Making your Talos II into a Power Mac: dcbz considered harmful (part 2)


In the first part of this article we talked about getting your Talos II prepped to emulate a Power Mac using KVMPPC, the kernel virtualization facility in Linux. Having followed the instructions in that article, you've got your kernel in hash table mode, you've got the KVM-PR kernel module loaded (and patched it if necessary), you installed (or built) QEMU, and you have a blank QEMU disk image ready to go.

For this part, we will assume you have chosen 10.3 Panther, 10.4 Tiger or 10.5 Leopard to install. I will discuss Leopard relatively little other than how to get you started in it; most of the rest applies to Leopard that applies to Tiger. I'll briefly discuss booting OS 9 with TCG at the end.

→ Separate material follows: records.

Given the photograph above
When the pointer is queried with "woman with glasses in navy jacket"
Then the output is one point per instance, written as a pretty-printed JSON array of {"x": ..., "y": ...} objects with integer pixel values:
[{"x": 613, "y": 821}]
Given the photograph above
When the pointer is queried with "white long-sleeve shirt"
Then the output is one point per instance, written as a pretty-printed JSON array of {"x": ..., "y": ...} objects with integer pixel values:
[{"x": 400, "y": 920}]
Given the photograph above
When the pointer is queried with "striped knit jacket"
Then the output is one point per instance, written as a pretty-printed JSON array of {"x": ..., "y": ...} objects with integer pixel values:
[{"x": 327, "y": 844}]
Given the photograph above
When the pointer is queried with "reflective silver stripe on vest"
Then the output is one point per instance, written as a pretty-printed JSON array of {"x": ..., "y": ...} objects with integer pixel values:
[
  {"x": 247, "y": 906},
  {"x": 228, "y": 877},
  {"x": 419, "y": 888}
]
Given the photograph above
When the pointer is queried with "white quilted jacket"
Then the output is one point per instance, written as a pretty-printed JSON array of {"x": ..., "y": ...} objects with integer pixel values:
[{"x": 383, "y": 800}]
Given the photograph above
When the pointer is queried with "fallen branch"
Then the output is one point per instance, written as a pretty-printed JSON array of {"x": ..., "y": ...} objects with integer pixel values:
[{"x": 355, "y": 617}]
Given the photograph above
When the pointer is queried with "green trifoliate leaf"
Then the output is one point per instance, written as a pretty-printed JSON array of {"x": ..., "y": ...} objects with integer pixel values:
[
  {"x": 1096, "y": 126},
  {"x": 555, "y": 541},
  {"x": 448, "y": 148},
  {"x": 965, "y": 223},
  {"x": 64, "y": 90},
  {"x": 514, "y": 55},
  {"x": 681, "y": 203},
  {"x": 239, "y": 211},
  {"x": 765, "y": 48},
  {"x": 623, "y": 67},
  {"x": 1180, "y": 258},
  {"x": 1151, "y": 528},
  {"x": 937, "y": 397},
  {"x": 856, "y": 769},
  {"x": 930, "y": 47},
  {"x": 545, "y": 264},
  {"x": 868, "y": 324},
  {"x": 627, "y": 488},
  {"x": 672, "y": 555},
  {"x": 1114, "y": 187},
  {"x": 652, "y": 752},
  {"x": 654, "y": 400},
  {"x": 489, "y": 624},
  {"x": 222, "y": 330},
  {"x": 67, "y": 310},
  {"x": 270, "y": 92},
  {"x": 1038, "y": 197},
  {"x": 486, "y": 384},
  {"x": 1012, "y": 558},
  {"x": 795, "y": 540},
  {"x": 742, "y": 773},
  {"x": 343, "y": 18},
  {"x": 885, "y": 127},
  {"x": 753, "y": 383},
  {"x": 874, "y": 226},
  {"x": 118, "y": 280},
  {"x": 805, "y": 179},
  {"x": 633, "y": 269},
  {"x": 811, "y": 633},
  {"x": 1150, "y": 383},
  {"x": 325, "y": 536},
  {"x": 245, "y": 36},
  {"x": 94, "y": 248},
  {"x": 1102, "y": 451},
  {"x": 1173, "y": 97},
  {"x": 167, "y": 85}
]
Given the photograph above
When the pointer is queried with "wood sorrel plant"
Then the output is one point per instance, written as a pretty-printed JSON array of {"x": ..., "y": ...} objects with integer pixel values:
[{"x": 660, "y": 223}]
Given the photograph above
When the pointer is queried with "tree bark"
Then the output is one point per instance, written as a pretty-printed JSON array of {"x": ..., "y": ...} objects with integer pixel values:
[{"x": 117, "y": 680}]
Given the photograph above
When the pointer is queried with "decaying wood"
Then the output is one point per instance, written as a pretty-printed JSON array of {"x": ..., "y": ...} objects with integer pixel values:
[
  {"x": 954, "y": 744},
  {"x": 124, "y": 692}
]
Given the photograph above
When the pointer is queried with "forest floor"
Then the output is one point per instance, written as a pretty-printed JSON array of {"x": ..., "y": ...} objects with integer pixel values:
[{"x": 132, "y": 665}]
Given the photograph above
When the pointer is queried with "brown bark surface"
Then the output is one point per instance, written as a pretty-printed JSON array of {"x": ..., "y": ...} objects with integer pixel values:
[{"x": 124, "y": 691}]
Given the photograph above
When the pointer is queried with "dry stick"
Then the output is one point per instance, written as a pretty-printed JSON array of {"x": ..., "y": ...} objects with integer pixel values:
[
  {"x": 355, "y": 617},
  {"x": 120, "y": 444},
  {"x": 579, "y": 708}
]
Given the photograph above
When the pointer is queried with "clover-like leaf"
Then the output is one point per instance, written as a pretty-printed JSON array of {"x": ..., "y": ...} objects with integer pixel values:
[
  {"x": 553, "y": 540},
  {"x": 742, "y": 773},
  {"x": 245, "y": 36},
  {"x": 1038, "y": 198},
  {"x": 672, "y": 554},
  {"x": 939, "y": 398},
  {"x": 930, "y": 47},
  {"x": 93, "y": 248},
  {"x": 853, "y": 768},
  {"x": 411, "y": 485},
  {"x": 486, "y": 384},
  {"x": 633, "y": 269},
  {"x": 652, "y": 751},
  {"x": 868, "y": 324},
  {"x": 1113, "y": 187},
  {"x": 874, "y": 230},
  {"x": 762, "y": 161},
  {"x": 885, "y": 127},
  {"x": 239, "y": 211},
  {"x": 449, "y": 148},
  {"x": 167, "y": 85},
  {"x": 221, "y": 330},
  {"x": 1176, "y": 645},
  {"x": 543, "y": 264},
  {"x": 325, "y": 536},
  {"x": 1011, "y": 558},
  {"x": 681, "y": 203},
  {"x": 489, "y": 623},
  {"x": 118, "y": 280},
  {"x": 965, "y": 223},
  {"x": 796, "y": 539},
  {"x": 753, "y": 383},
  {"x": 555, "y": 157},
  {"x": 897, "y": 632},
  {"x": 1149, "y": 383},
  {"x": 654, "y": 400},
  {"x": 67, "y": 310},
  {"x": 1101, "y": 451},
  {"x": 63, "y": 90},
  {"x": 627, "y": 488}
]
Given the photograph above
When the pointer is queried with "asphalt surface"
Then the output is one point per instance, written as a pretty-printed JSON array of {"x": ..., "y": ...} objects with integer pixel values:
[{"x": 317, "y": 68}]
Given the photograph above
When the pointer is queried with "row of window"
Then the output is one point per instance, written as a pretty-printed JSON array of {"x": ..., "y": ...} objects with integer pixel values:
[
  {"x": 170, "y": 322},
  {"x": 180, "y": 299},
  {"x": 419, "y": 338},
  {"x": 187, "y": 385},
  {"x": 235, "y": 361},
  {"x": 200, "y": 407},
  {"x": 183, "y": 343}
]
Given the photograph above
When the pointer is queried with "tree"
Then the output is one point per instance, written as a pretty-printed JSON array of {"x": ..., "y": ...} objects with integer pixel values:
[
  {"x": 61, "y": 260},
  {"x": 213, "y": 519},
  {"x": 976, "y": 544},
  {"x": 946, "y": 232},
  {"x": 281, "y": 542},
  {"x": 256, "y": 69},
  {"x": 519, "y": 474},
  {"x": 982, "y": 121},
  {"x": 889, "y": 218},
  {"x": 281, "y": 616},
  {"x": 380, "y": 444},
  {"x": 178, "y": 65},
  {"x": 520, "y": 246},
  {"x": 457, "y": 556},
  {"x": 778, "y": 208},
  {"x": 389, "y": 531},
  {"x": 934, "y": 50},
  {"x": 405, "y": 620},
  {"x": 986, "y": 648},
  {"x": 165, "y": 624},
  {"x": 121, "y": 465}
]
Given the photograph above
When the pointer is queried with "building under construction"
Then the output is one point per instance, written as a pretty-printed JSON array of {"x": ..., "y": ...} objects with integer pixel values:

Before starting, since we will use tun/tap networking, make sure the interface is up before booting. On Fedora, I do something like this:

sudo ip tuntap add dev tap0 mode tap user [your username]
sudo ip link set tap0 up promisc on

and, if you use libvirt,

sudo brctl addif virbr0 tap0

For filesharing you could set up either Samba or Netatalk. I use Netatalk, since I'm more accustomed to AppleTalk and it enables my T2 to serve files over AFP to the other classic Macs here, and it also will work fine with Mac OS 9 if you want to use that at some point.

Let's begin by constructing the command line to boot your emulated Mac from disc and install the OS. Each OS does better currently with certain combinations of emulated CPU and hardware features. In addition, we also need to make sure that the emulator stays within a single core for better performance (you will get random system stalls if it moves over to another core and throughput will be generally impaired), so we need to set affinities appropriately.

We'll go with 10.4 for our example; substitute for your OS of choice where relevant. Start out with

taskset -a -c 0-3 qemu-system-ppc -M

This binds all of QEMU's threads to a single core (recall that the T2 Sforza cores are SMT-4, and each appear as logical CPUs, so everything must run on a single core this way). While QEMU spawns more than four threads, encompassing two cores (i.e., 0-7) has no noticeable performance benefit and can sometimes unsettle Mac OS X by making timing loops unpredictable.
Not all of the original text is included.